Mystical Yoga Farm- mysticalyogafarm.com This center has it’s own boat dock, which is closest to the village of Santiago. You can get here by taking a lancha from Santiago or Panajachel. Yoga classes, meals, and use of kayak and SUP boards are all included with the stay. They have a volunteer/work exchange program covering multiple areas that you can apply for through their website, the only requirement is a minimum commitment of one month.
Selina Hostel- selina.com Classes are offered every morning at their waterfront bar in Panajachel, their man made beach serves for yet another amazing view of the lake. Sign up at the front desk the day before or the morning of right before class starts. This is a chain hostel, so they have multiple locations worldwide offering similar classes. Anyone can drop in for a class, but if you’re looking for a deeper experience consider one of the yoga resorts mentioned above.
San Marco Nature Reserve, Cerro Tzankujil- This is a very easy hike, only taking about an hour in total, though this area is more popular for swimming. After paying the small entrance fee, there is a trail that hugs the water and eventually leads to the trampoline, a dock with an 8 meter jump into the water. Admittedly, I attempted this with a big group of people cheering me on chickened out at the last minute. If you’re scared of heights, just keep walking, there is a walkway that leads down to the lake for those who don’t want to jump.
Volcan San Pedro- Having an elevation of almost 4,000 feet, the trail is roughly 4 miles and is a rewarding all day activity. Many claim this is one of the best views of the lake when the weather is clear, so be sure to start early as it becomes foggy later in the day. Entry to the trail includes a guide which is recommended to deter any pesky bandits, they are known to scam tourists who choose to do the hike on their own. This isn’t meant to scare anyone, just to inform of the risks and necessary safety precautions.

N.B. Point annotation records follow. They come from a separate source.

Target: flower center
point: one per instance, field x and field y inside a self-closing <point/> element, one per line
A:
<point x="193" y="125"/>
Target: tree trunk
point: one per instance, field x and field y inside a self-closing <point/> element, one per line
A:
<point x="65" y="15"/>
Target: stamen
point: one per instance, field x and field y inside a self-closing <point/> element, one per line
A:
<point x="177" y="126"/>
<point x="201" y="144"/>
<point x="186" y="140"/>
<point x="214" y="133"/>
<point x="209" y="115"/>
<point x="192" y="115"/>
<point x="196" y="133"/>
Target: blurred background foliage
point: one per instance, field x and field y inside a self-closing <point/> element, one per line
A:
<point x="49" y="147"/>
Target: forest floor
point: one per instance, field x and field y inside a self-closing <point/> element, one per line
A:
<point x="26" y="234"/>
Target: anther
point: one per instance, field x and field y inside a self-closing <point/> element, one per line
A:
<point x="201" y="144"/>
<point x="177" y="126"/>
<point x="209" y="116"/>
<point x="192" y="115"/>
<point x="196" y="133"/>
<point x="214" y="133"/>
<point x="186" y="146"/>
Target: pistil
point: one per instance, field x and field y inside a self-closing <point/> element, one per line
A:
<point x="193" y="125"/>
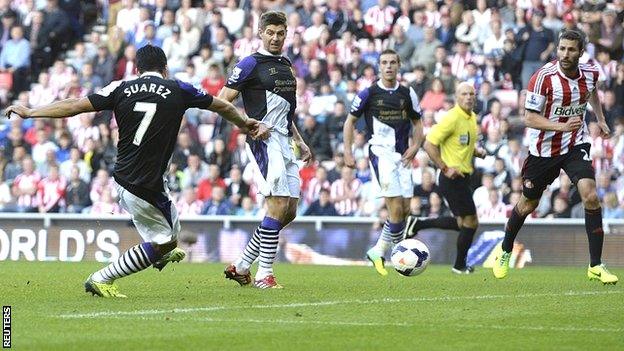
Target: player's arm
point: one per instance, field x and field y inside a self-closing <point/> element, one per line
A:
<point x="347" y="135"/>
<point x="417" y="137"/>
<point x="228" y="111"/>
<point x="306" y="154"/>
<point x="358" y="106"/>
<point x="594" y="102"/>
<point x="228" y="94"/>
<point x="59" y="109"/>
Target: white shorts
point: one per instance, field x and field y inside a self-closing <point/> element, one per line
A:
<point x="154" y="225"/>
<point x="389" y="174"/>
<point x="277" y="173"/>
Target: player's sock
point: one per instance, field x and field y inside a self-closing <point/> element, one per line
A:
<point x="396" y="231"/>
<point x="251" y="252"/>
<point x="136" y="259"/>
<point x="595" y="235"/>
<point x="441" y="223"/>
<point x="512" y="228"/>
<point x="269" y="235"/>
<point x="464" y="240"/>
<point x="385" y="238"/>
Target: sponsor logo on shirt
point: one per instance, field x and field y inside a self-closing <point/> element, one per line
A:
<point x="569" y="111"/>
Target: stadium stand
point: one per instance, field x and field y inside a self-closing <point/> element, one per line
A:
<point x="56" y="49"/>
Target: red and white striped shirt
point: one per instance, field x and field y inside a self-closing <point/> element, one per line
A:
<point x="559" y="98"/>
<point x="50" y="192"/>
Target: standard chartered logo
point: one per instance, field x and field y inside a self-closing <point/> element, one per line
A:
<point x="574" y="110"/>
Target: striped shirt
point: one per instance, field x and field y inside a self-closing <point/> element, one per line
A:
<point x="345" y="205"/>
<point x="559" y="98"/>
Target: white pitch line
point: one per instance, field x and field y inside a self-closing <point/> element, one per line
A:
<point x="546" y="328"/>
<point x="330" y="303"/>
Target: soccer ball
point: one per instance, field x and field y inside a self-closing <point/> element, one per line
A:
<point x="410" y="257"/>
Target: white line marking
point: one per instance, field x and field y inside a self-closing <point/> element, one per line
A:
<point x="545" y="328"/>
<point x="330" y="303"/>
<point x="285" y="321"/>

Shopping- Panajachel will more than likely be the first town you arrive to on the lake and is the place to get all your souvenirs. Walk down Calle Santander to find jewelry, clothing, and other locally made goods. When you’re done shopping, stop at one of the restaurants nearby for pupusas or some refreshments.
Water Sports- For those who are interested in more than enjoying the view of the lake, there is the option to rent kayaks, SUP boards or even visit ADI Divers to explore the depths of the lake. If you just want a nice swim, ask locals or your hotel about a place to get in away from the boat docks.